One of the projects closest to my heart is Tiflo Baseball Math Version, a baseball-themed accessible game that helps blind students practice math skills through audio, Braille displays, and tactile tools.

I think part of why I care so deeply about these projects is because I remember exactly what it feels like when people underestimate you. I know what it feels like to sit in a classroom and realize adults have already decided what you are supposedly incapable of doing.

Today I work as a professor at the University of Puerto Rico and lead accessible STEM initiatives connected to the new phase of the Arecibo Observatory project. I work with emerging technologies like the Monarch, a multiline Braille device capable of displaying tactile graphics dynamically.

Some of the work we are doing would have sounded impossible when I was a child. We are exploring ways to represent microscope images tactilely for blind students. We are creating accessible STEM experiences that integrate Braille, tactile graphics, audio, and interactive technologies.

Sometimes I stop and think about how incredible that journey has been. The child who was once told he might not belong in a regular classroom is now helping design accessible STEM experiences for future generations of blind students.
And yet, despite all the technology and professional accomplishments, the emotional core of my story remains very simple. What changed my life was not pity. It was opportunity.

It was having at least a few people who believed I deserved the chance to try. It was discovering that mathematics was not something beyond my reach. I simply needed access to it in a different way.

Most importantly, mathematics helped me develop a sense of personal confidence that shaped the rest of my life.
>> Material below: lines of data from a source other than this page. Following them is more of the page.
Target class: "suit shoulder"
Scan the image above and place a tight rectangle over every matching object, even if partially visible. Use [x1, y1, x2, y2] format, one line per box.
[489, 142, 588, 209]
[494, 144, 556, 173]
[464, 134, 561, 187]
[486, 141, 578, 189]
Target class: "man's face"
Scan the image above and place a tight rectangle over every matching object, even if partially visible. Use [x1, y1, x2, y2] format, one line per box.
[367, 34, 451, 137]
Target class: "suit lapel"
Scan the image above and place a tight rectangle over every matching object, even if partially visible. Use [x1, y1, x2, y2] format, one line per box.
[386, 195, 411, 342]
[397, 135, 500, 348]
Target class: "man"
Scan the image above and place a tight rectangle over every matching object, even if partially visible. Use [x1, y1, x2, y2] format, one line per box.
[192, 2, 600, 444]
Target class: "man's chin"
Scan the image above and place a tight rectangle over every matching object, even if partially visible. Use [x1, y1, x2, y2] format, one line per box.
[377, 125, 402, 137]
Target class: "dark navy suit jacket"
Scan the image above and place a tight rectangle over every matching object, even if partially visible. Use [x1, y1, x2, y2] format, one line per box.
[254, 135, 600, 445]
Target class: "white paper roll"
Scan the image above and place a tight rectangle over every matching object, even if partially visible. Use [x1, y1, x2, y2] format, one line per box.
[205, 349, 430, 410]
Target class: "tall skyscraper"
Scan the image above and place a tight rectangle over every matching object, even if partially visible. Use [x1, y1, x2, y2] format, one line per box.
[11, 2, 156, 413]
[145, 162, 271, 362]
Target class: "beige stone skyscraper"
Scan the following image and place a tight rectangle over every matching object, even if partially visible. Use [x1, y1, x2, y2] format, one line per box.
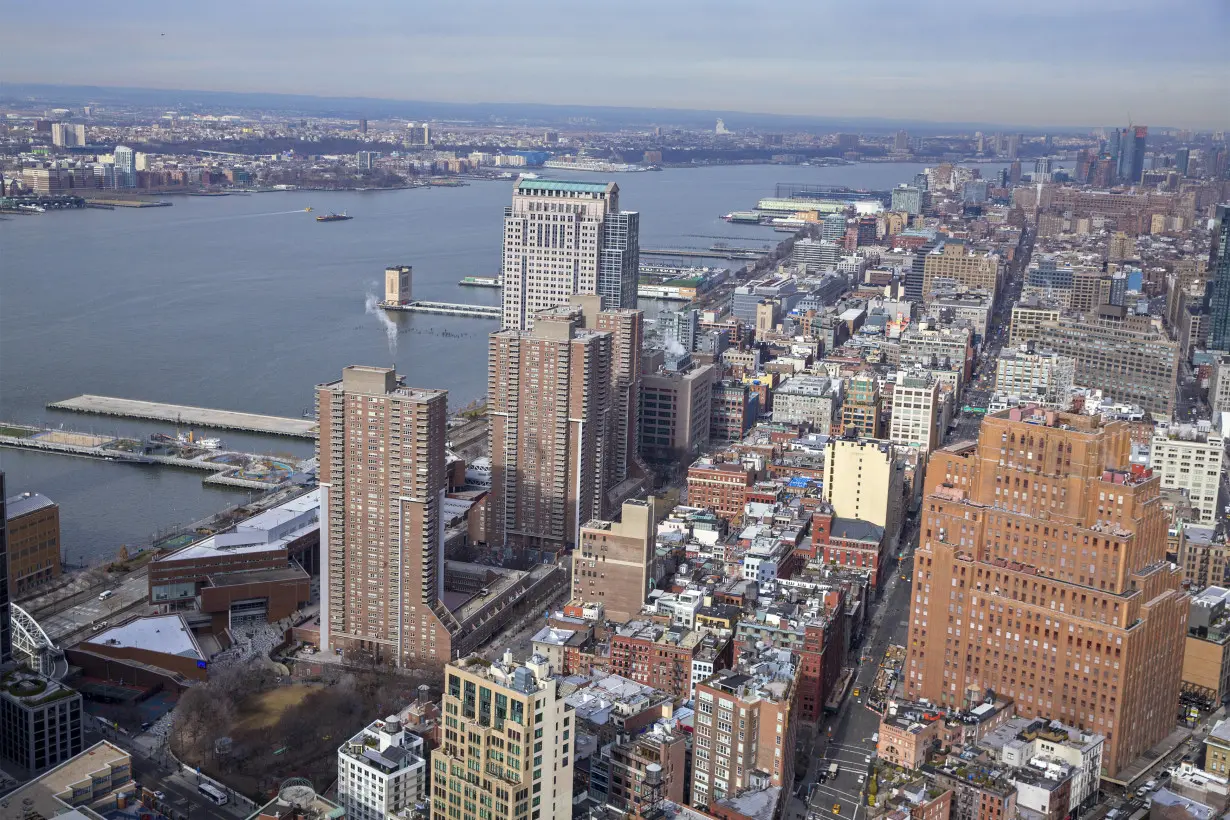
[500, 178, 639, 332]
[487, 297, 643, 563]
[905, 406, 1188, 776]
[316, 366, 455, 665]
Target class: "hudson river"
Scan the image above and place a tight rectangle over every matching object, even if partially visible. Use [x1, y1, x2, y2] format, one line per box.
[0, 161, 1005, 563]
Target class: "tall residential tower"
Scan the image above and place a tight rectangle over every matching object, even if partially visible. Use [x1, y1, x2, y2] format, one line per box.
[316, 366, 456, 665]
[500, 179, 639, 331]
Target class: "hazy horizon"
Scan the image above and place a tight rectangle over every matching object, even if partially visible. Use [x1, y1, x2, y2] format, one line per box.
[2, 0, 1228, 130]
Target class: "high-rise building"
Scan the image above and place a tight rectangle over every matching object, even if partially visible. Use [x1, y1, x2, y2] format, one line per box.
[356, 150, 379, 171]
[1149, 422, 1226, 526]
[357, 118, 368, 134]
[572, 498, 657, 621]
[889, 372, 943, 452]
[690, 663, 798, 808]
[822, 438, 904, 539]
[840, 372, 884, 438]
[639, 353, 714, 463]
[1010, 312, 1179, 418]
[904, 406, 1188, 776]
[1205, 204, 1230, 352]
[51, 122, 85, 147]
[406, 122, 430, 145]
[316, 366, 455, 665]
[433, 654, 573, 820]
[0, 472, 10, 665]
[894, 129, 910, 152]
[500, 179, 639, 332]
[891, 185, 924, 216]
[337, 714, 427, 820]
[113, 145, 135, 188]
[992, 348, 1076, 409]
[1117, 126, 1147, 184]
[488, 298, 643, 562]
[921, 240, 1002, 300]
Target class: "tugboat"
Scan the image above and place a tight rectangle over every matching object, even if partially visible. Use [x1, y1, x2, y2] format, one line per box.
[316, 211, 353, 222]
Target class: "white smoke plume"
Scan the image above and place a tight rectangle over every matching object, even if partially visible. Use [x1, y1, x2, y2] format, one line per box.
[365, 292, 398, 355]
[663, 336, 687, 357]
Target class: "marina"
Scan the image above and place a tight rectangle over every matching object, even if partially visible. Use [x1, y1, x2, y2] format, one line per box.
[0, 422, 309, 490]
[46, 394, 318, 438]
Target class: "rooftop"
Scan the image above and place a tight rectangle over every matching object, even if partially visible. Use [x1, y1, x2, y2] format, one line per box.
[5, 491, 56, 520]
[515, 178, 614, 194]
[161, 489, 319, 562]
[31, 740, 131, 795]
[85, 614, 204, 660]
[713, 786, 782, 820]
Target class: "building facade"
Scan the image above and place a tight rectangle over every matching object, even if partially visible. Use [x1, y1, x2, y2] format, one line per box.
[772, 375, 837, 431]
[889, 373, 942, 452]
[1205, 205, 1230, 353]
[4, 491, 61, 595]
[488, 299, 643, 562]
[500, 178, 638, 332]
[921, 241, 1001, 299]
[823, 438, 904, 541]
[993, 349, 1076, 409]
[690, 665, 798, 809]
[0, 668, 84, 773]
[573, 499, 657, 622]
[316, 366, 455, 665]
[338, 715, 428, 820]
[433, 654, 573, 820]
[840, 372, 884, 438]
[1150, 423, 1225, 525]
[904, 407, 1189, 776]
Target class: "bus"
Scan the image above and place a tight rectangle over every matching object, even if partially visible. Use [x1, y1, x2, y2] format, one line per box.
[198, 783, 228, 805]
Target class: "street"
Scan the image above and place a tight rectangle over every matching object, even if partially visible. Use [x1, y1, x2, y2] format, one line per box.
[785, 513, 919, 820]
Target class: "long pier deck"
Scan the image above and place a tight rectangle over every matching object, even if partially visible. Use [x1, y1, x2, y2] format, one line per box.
[381, 300, 500, 319]
[47, 395, 316, 438]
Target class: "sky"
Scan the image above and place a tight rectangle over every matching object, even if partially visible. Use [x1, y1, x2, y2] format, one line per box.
[3, 0, 1228, 129]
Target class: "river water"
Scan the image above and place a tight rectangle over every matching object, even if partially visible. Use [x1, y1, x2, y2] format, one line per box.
[0, 161, 1004, 563]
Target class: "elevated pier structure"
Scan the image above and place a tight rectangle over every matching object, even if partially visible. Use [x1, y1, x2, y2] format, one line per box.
[47, 395, 316, 438]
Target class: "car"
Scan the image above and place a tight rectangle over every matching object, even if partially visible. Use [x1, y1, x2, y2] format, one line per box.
[872, 732, 879, 743]
[833, 804, 841, 815]
[858, 775, 866, 785]
[140, 721, 153, 731]
[852, 688, 860, 697]
[152, 791, 166, 801]
[92, 621, 109, 632]
[865, 755, 873, 764]
[98, 590, 114, 601]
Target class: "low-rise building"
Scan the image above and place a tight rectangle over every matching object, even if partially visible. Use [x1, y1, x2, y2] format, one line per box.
[337, 713, 428, 820]
[609, 621, 732, 700]
[5, 491, 61, 595]
[878, 709, 945, 770]
[688, 459, 756, 525]
[2, 740, 131, 820]
[772, 375, 839, 431]
[992, 348, 1076, 410]
[1186, 587, 1230, 709]
[0, 667, 84, 773]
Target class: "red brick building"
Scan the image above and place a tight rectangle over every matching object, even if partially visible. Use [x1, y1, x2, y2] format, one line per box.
[687, 460, 755, 524]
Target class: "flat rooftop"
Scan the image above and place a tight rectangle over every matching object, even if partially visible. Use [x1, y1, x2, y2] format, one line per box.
[206, 564, 309, 588]
[33, 740, 130, 793]
[162, 489, 319, 562]
[85, 614, 203, 660]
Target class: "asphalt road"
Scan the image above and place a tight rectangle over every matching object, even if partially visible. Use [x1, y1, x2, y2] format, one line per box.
[782, 514, 919, 820]
[88, 725, 249, 820]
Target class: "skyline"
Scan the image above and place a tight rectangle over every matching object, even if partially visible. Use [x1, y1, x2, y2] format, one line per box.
[2, 0, 1227, 130]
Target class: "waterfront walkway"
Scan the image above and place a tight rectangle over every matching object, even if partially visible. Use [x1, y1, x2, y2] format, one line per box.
[48, 394, 316, 438]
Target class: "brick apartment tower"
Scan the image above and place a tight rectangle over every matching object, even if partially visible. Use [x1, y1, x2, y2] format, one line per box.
[316, 366, 456, 666]
[488, 297, 643, 563]
[500, 178, 639, 332]
[904, 406, 1187, 776]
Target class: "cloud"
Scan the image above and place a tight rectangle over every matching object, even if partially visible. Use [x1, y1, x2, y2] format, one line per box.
[2, 0, 1226, 128]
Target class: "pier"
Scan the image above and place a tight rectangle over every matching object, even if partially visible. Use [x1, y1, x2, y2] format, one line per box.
[0, 422, 309, 490]
[458, 276, 501, 288]
[641, 246, 763, 260]
[47, 395, 317, 438]
[381, 300, 501, 319]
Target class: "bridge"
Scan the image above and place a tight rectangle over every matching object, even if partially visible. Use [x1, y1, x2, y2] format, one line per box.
[11, 603, 68, 680]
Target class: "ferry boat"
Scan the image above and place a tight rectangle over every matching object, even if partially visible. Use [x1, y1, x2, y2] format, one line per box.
[458, 276, 501, 288]
[316, 212, 353, 222]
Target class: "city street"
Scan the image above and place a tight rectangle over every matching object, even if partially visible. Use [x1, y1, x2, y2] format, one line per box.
[784, 513, 919, 820]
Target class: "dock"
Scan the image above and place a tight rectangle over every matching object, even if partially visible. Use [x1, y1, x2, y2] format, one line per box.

Every difficult equation I solved, every programming project I completed, and every inaccessible system I learned to navigate gave me evidence that I was capable. Not because someone lowered the standards for me. But because I was finally given the tools to meet them.

I still think often about my mother walking into that school office over and over again in the early 1970s refusing to accept “no” as an answer. She probably never imagined that decades later her blind son would become a professor, software developer, researcher, and advocate for accessible STEM education. But she believed in me before I fully believed in myself.

And perhaps that is the real lesson behind my story. Sometimes the most important thing we can give a child with a disability is not protection from difficulty. It is the opportunity to discover their own abilities.

For me, mathematics became one of the places where that discovery happened. And in many ways, it changed the direction of my life entirely.